Les quatre zones en amont qui courent jusqu’au barrage Sidi-Mohammed-Ben-Abdallah feront la part belle à la préservation des écosystèmes et de l’environnement, si l’on en croit les aménageurs. Golf, centre équestre, activités nautiques non polluantes sur le réservoir et hébergements touristiques de taille réduite : l’emprise foncière devrait y rester limitée. Même si, sur la rive droite du tronçon situé face à la nécropole de Chellah, un parc de loisirs, des logements de standing, des commerces et une technopole autour d’un vaste plan d’eau artificiel d’une centaine d’hectares seront édifiés à partir de 2010.
« Protéger un espace écologiquement sensible est le premier principe qui a présidé à l’élaboration du projet d’aménagement de la vallée du Bouregreg. Nous avons donc commencé par dépolluer le site, avant d’y construire des bâtiments qui respecteront son cadre naturel et paysager », explique Lemghari Essakl, le directeur général de l’Agence. Depuis le début des travaux de la première « séquence » d’aménagement, plus de 200 000 tonnes d’ordures ont en effet été retirées des berges du fleuve, et une nouvelle décharge contrôlée, celle d’Oum Azza, capable de traiter 750 000 tonnes de déchets ménagers, est entrée en activité début juin, à une quarantaine de kilomètres de l’agglomération. Elle remplacera à terme celles d’Oujla et d’Akreuch, en passe d’être fermées. « Toutes deux étaient responsables du déversement dans le Bouregreg de lixiviats [déchets liquides] qui contribuaient à la destruction de sa faune et de sa flore », confie Xavier Jourdan, directeur de l’entreprise Segedema, qui assure la collecte et le traitement des ordures ménagères de Rabat. Le problème s’était accentué un peu plus encore ces dernières décennies, avec la réduction du débit du cours d’eau consécutive à la construction du barrage Sidi-Mohammed-Ben-Abdallah en 1972.

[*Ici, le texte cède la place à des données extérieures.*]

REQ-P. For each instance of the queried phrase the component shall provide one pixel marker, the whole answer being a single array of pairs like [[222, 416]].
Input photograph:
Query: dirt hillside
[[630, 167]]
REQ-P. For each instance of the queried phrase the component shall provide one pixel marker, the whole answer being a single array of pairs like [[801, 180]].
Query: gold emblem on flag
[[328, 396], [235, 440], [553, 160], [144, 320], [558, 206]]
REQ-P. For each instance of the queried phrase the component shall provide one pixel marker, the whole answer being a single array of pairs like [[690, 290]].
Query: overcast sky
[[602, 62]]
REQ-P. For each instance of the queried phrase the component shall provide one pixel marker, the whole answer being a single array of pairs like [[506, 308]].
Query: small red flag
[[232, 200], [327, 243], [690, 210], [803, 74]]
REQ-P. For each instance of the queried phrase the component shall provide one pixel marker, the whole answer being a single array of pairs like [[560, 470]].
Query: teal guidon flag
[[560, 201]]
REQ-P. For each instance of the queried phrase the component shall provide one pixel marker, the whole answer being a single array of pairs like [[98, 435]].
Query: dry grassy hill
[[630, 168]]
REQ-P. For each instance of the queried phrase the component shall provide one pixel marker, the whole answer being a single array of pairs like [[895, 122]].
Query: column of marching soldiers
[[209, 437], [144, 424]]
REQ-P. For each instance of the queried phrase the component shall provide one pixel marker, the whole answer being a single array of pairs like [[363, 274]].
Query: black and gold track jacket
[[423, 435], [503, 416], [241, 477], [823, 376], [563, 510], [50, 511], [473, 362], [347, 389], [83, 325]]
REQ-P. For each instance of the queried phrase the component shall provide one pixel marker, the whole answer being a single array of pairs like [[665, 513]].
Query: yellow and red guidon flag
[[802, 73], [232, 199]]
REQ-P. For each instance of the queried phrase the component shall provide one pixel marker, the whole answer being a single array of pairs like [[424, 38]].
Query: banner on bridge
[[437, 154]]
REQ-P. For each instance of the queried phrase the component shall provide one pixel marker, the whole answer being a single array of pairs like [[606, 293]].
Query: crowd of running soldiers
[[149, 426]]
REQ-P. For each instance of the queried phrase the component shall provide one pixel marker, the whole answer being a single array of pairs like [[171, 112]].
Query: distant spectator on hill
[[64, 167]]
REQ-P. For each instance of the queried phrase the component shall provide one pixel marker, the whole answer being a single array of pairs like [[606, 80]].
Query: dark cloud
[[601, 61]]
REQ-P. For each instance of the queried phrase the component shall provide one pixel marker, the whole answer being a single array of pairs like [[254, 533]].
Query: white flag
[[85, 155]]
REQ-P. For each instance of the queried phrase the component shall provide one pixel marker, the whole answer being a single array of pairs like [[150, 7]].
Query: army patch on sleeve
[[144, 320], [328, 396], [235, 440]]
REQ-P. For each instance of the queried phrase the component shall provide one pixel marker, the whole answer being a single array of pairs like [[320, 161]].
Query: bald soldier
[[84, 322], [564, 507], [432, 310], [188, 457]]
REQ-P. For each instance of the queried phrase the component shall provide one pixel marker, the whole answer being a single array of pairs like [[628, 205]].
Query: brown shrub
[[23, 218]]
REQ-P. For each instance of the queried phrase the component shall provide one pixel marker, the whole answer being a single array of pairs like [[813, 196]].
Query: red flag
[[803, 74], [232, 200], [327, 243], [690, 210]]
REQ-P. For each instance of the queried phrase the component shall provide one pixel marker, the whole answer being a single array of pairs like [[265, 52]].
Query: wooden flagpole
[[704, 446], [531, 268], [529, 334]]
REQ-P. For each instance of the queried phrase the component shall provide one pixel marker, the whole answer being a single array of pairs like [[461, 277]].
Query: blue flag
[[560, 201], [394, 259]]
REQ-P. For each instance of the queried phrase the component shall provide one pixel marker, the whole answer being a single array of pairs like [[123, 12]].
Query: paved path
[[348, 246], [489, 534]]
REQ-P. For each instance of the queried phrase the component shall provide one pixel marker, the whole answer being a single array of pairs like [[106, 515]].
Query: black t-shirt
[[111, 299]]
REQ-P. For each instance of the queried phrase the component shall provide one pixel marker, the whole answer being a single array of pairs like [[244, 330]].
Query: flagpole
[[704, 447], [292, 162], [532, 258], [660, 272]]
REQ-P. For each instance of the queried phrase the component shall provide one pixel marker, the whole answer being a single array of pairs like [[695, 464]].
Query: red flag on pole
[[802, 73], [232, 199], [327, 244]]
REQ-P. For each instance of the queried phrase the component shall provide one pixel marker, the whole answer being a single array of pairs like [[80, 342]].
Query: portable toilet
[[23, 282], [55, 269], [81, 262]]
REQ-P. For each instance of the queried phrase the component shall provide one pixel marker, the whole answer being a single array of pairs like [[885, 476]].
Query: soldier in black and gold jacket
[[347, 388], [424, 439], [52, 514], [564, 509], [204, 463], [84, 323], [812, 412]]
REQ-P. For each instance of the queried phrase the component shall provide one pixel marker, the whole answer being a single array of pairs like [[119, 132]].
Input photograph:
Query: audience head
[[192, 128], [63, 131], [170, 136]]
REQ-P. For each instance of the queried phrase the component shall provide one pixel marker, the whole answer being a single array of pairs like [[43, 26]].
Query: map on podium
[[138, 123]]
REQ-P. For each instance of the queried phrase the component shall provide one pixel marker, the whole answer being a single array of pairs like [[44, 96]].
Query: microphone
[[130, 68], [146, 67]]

Enfin, des mesures ont été prises pour cesser de faire de la rivière un gigantesque égout. « L’oued et l’océan sont aujourd’hui dans un état de pollution grave et avancée : 200 000 m3 d’eaux usées s’y déversent chaque jour. Vu d’avion, l’embouchure n’est plus qu’une gigantesque tache marron », avance Jean-Michel Tiberi, directeur régional de la société Redal, en charge de la dépollution de la corniche et de la vallée. Ses services installent actuellement un réseau d’assainissement liquide couvrant la métropole. Il doit conduire, à terme, les effluents vers deux stations de prétraitement raccordées à deux émissaires sous-marins de 2 kilomètres de long. Le premier, situé à une quinzaine de kilomètres au sud de Rabat, sera opérationnel fin 2008 ; le second, qui sera construit à une dizaine de kilomètres au nord de Salé, entrera en fonction en 2010. Ils rejetteront au large les eaux prétraitées, là où les courants seront assez forts pour les disperser.

« L’autre objectif majeur de la vallée aménagée, c’est qu’elle devienne un espace commun à Rabat et à Salé pour que cet endroit constitue un trait d’union entre les deux villes », reprend Lemghari Essakl. « L’aménagement du Bouregreg est un rééquilibrage bienvenu, renchérit Driss Sentissi, le maire de Salé. Il va redonner au fleuve sa fonction d’axe structurant, après avoir longtemps séparé l’agglomération. Pendant trop longtemps, on a considéré que Salé n’était que la banlieue de la capitale. Aujourd’hui heureusement, le projet vient réparer cette erreur », poursuit l’édile qui en veut pour preuve que « les réalisations qui généreront le plus de recettes, comme la marina ou la Cité des arts et des métiers, se trouveront côté Salé ».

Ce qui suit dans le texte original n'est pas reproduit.